I’ve written before about sitcom “tags,” those short sequences that reward you for sitting through the final commercial break. I got to thinking about them again because How I Met Your Mother didn’t have one this week, which I found surprising: they’ve had tags in almost every episode since the second season. And because I’ve gotten used to them, it almost felt strange not to have one; I didn’t expect the episode to be over before the last commercial, and was waiting for an extra sequence that never came. I have the same reaction when The Office doesn’t include a tag. Even if the tags aren’t really relevant to the story, once a show sets up the expectation that there will be a tag, I feel weird when it doesn’t include one. (It used to be that you could tell if a tag was coming or not because of the credits: if the executive producer credit appeared, you knew the show was truly over and there wouldn’t be a tag. But most comedies nowadays, 30 Rock aside, don’t have executive producer credits at the very end.)
As to how tags are used, there are two basic ways to play them: either wrap up the story in the tag, or use the tag for some vignette that isn’t truly necessary to the story. How I Met Your Mother usually chooses to devote the tag to a very short elaboration of some gag that appeared earlier in the episode, like Barney talking about who the “real” heroes are in various movies. The episode has already ended, for all intents and purposes; the tag is a bonus. But sometimes, if the show is running long, they’ll make the tag into what is in effect the end of act 2, like the tag where Barney and Robin watch her “Sandcastles in the Sand” video. That tag isn’t one that you could miss without missing the ending of the story. Conversely, The Big Bang Theory seems to prefer to make the tag a necessary part of the episode, but this week, the story wrapped up before the commercial, and the tag was just an extra gag that didn’t affect the story content or emotional content in any major way.
Historically, most tags have been the kind that can be easily separated from the main episode, in part because they were often the first things to go in syndication. But there were some twists now and then. After Batman popularized cliffhangers, Get Smart started using its tags as a variation of that technique, leaving Max and 99 in a cliffhanger situation at the last commercial and then getting them out of it in the tag. And one episode of The Dick Van Dyke Show used the tag to turn a seemingly happy ending into an unhappy one. Act 2 ends with Rob apparently about to get a job working as a credited writer of additional dialogue on a play Alan Brady is starring in (the episode was about him ghostwriting Alan’s new lines without the playwright knowing about it). But the tag reveals that it didn’t end the way we thought it would:
Tags have been used in the other way, too, turning apparently sad endings into happy ones or tacking on some kind of hopeful footnote to an ending that wasn’t satisfying to the network. (It wasn’t in an actual after-the-commercial tag, but an example of this kind of thing is the Seinfeld episode where Jerry’s monologue, at the network’s request, included a reference to the fact that a guest character didn’t really become an alcoholic after all.)

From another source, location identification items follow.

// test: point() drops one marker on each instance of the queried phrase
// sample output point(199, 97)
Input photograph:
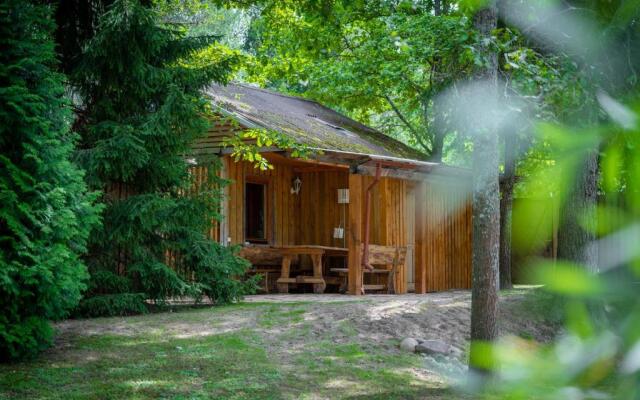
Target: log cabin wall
point(388, 216)
point(441, 225)
point(319, 208)
point(284, 206)
point(443, 237)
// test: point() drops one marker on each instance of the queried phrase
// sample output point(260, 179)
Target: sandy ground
point(373, 319)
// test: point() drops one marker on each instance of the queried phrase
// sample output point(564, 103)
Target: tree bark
point(486, 209)
point(574, 242)
point(506, 207)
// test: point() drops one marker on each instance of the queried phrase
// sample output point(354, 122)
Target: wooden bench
point(266, 261)
point(386, 260)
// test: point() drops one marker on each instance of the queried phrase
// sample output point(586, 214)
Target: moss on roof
point(306, 121)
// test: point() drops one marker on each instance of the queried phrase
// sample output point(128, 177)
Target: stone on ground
point(409, 344)
point(432, 347)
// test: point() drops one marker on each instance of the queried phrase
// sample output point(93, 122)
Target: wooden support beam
point(354, 238)
point(420, 256)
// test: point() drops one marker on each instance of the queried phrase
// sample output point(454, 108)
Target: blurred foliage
point(597, 354)
point(139, 84)
point(46, 210)
point(247, 144)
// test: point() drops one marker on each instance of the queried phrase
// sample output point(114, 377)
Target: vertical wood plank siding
point(443, 237)
point(442, 257)
point(442, 224)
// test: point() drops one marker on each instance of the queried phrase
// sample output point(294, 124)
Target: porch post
point(420, 256)
point(355, 234)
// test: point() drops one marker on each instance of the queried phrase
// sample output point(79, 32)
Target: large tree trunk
point(506, 206)
point(486, 210)
point(575, 242)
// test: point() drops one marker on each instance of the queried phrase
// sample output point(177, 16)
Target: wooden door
point(410, 226)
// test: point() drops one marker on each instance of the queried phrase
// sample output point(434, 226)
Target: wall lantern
point(343, 196)
point(296, 185)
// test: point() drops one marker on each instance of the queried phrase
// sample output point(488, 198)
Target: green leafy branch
point(247, 144)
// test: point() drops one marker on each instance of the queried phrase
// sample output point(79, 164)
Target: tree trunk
point(506, 206)
point(574, 242)
point(439, 129)
point(486, 211)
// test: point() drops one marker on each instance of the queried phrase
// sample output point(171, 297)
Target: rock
point(409, 344)
point(433, 347)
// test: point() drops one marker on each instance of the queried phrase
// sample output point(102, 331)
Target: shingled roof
point(305, 121)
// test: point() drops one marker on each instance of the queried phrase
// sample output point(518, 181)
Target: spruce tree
point(142, 108)
point(46, 211)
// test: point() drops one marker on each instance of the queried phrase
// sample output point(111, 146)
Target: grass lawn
point(245, 351)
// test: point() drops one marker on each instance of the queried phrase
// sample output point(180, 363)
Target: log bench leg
point(283, 284)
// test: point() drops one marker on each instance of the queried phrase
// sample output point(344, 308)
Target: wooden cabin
point(314, 211)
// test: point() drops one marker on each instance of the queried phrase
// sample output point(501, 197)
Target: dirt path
point(379, 319)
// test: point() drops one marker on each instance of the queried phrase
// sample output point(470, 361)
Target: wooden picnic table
point(315, 253)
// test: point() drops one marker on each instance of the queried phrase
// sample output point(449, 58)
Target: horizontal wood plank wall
point(443, 242)
point(387, 226)
point(319, 208)
point(200, 178)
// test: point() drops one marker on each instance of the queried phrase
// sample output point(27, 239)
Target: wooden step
point(308, 279)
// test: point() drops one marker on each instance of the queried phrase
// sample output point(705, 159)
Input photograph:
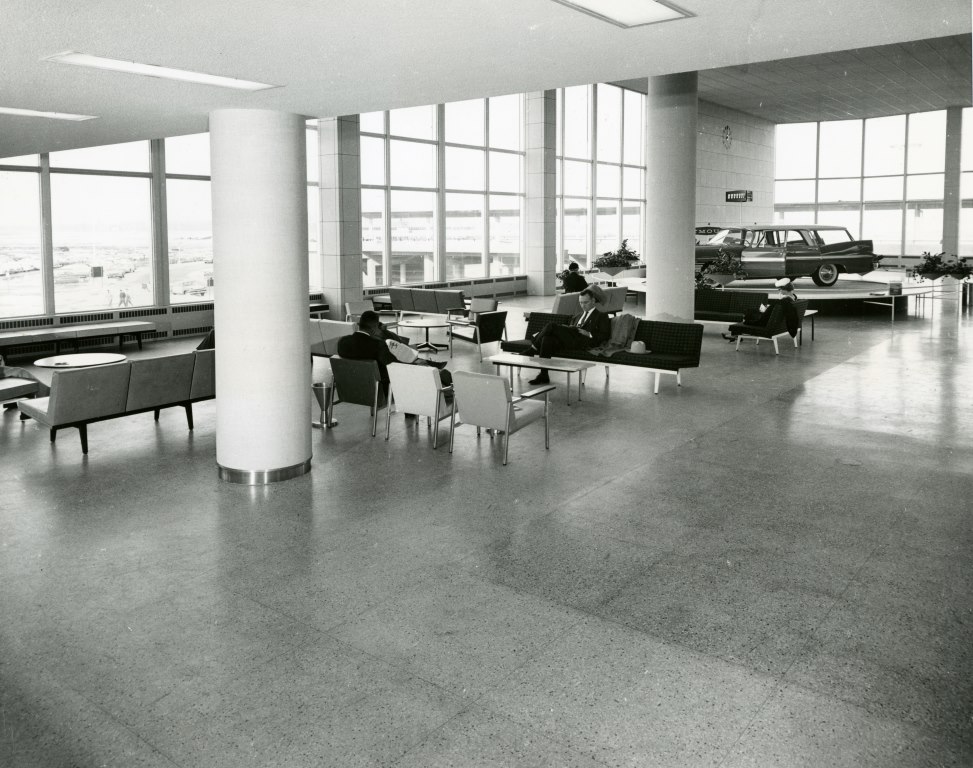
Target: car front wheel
point(826, 275)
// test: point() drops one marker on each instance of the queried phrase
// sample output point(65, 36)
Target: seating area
point(72, 334)
point(81, 396)
point(670, 347)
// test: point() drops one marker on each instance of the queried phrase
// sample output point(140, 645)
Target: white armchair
point(485, 401)
point(418, 389)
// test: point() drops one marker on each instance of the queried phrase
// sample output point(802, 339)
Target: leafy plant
point(623, 256)
point(939, 264)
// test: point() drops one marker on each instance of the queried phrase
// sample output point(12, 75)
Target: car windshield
point(834, 236)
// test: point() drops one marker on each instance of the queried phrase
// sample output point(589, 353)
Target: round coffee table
point(82, 360)
point(425, 323)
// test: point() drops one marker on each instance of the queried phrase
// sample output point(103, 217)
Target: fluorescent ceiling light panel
point(49, 115)
point(151, 70)
point(627, 13)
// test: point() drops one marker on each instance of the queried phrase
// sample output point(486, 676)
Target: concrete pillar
point(541, 212)
point(340, 230)
point(952, 200)
point(259, 189)
point(670, 197)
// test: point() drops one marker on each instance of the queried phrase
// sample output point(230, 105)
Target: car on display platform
point(818, 251)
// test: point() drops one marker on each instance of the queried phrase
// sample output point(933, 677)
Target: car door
point(762, 255)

Another thing a tag can do is pay off a running gag; this kind of tag is necessary to understand the episode, but is really more a resolution of a subplot than the main plot. This tag is a twofer: it adds a bit of a happy ending to an apparently sad Act 2 ending, and wraps up a running gag from the first act (his refusal to play top 10 hits instead of oldies):
Here’s an example of a tag that is a completely self-contained vignette, only tangentially related to something that happened earlier; it can be, and in fact was, cut entirely in syndicated reruns. Also, it’s an example of an over-involved audience member (the guy who shouts “The Fonz!!!” when he shows up).
One other thing a show might choose to do is turn the tag itself into a running gag, doing the same thing most weeks or every week. Famous examples include Mork reporting to Orson or more recently, Abed and Troy doing some wacky routine together on Community.